In one of 22 tweets sent Tuesday, Trump threatened to end all aid to Honduras, a deeply impoverished nation, if its citizens were allowed to continue their journey north.
Later Tuesday, he expanded the threat to include Guatemala and El Salvador, adding: “Anybody entering the United States illegally will be arrested and detained, prior to being sent back to their country!”
The so-called caravan, a loosely assembled group of migrants travelling by foot and bus, is the first to get Trump’s attention since last April, when he tweeted a similar threat to end aid to Honduras as a group of migrants worked its way north. That threat didn’t stop the caravan from reaching the U.S.-Mexico border, though by the time it did its numbers had dwindled from 1,200 to around 150.
The Central American countries on the wrong side of Trump’s threat appear to be taking it seriously. Guatemalan police attempted to blockade its border with Honduras Monday, but after a two-hour standoff, the group of migrants was allowed to pass.
After the caravan passed into Guatemala, authorities arrested the group’s spokesman, former Honduran congressman Bartolo Fuentes. He did not properly register with migration authorities, officials said, and would be deported back to Honduras.
“What Trump says doesn’t interest us,” Fuentes said before he was arrested. “These people are fleeing. These people are not tourists.”
With little to be done to bring back citizens, the Honduran Ministry of Foreign Affairs put out a statement encouraging them to return to the gang-riddled nation. We urge “the Hondurans taking part in this irregular mobilization not to be used by a movement that is clearly political,” the statement said.

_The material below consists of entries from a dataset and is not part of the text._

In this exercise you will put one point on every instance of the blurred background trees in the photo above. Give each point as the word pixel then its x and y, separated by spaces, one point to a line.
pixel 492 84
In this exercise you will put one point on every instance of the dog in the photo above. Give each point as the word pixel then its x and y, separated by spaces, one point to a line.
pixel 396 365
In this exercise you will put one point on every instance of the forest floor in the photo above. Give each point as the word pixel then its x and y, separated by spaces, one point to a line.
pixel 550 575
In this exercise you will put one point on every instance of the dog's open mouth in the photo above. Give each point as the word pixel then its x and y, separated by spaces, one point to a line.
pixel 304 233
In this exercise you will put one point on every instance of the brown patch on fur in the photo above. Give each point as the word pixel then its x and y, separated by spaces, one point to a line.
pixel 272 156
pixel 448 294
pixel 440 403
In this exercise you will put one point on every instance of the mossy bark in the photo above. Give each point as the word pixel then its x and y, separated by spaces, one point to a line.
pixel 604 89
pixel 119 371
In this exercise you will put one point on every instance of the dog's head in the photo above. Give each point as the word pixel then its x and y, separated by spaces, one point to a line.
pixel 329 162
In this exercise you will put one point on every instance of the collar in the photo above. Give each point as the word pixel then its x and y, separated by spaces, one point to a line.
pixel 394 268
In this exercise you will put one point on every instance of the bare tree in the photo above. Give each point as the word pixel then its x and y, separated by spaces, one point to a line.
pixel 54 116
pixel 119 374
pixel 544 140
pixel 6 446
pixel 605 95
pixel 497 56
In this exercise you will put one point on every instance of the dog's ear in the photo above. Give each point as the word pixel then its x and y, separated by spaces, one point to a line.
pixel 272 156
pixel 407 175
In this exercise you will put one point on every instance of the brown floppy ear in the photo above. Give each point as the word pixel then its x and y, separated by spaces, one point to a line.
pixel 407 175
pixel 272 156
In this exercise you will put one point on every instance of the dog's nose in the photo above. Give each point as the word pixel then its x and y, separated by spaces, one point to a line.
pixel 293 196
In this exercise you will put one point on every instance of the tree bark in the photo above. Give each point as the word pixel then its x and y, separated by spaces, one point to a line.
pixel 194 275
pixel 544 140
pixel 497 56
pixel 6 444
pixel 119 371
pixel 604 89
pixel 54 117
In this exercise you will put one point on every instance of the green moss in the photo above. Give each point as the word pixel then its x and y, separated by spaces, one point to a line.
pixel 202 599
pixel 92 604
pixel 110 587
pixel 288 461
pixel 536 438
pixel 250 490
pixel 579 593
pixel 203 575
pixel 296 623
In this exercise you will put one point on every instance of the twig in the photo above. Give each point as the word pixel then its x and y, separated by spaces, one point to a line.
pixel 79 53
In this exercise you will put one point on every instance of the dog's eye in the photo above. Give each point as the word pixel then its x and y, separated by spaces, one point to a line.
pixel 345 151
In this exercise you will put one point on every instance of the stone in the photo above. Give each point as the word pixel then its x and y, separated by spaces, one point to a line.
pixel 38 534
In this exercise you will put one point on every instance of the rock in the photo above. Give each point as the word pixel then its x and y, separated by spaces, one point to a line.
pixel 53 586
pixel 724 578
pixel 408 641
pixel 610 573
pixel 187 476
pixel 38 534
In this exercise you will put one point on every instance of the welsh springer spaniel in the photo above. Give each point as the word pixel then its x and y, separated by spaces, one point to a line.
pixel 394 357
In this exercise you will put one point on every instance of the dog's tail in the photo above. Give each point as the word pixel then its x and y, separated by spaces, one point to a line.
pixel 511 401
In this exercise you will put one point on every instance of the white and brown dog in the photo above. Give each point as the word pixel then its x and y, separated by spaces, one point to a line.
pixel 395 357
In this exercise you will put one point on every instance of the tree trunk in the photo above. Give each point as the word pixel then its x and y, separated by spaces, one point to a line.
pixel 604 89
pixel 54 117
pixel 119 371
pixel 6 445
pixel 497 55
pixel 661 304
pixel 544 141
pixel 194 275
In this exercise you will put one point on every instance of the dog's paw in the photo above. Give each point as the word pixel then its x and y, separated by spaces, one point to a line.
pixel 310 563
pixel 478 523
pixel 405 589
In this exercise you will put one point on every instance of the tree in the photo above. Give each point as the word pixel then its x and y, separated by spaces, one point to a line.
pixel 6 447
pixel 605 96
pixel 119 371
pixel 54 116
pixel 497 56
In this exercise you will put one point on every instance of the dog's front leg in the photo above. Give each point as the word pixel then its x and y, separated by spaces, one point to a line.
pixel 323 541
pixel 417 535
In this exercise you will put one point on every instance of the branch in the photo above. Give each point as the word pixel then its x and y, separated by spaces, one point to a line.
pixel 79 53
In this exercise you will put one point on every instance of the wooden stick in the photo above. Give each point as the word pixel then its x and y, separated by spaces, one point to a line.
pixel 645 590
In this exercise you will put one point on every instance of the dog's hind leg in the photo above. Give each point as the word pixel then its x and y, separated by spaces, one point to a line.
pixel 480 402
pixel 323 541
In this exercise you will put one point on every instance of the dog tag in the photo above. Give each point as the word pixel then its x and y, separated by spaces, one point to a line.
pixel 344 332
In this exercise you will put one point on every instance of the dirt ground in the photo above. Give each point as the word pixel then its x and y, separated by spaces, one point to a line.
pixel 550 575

Honduras’s attempt to comply with Trump’s wishes is understandable. It risks a lot if he follows through on his threat, as the L.A. Times reports:
The U.S. gave Honduras more than $180 million in aid in 2017 for a range of programs designed to improve security and combat poverty and drug trafficking, according to the Washington Office on Latin America think tank. Those funds are appropriated by Congress.
Cutting U.S. aid to Honduras could be counterproductive though. Last month, President Juan Orlando Hernandez said that such cuts would only make it harder to prevent migrants from packing up their lives and heading north.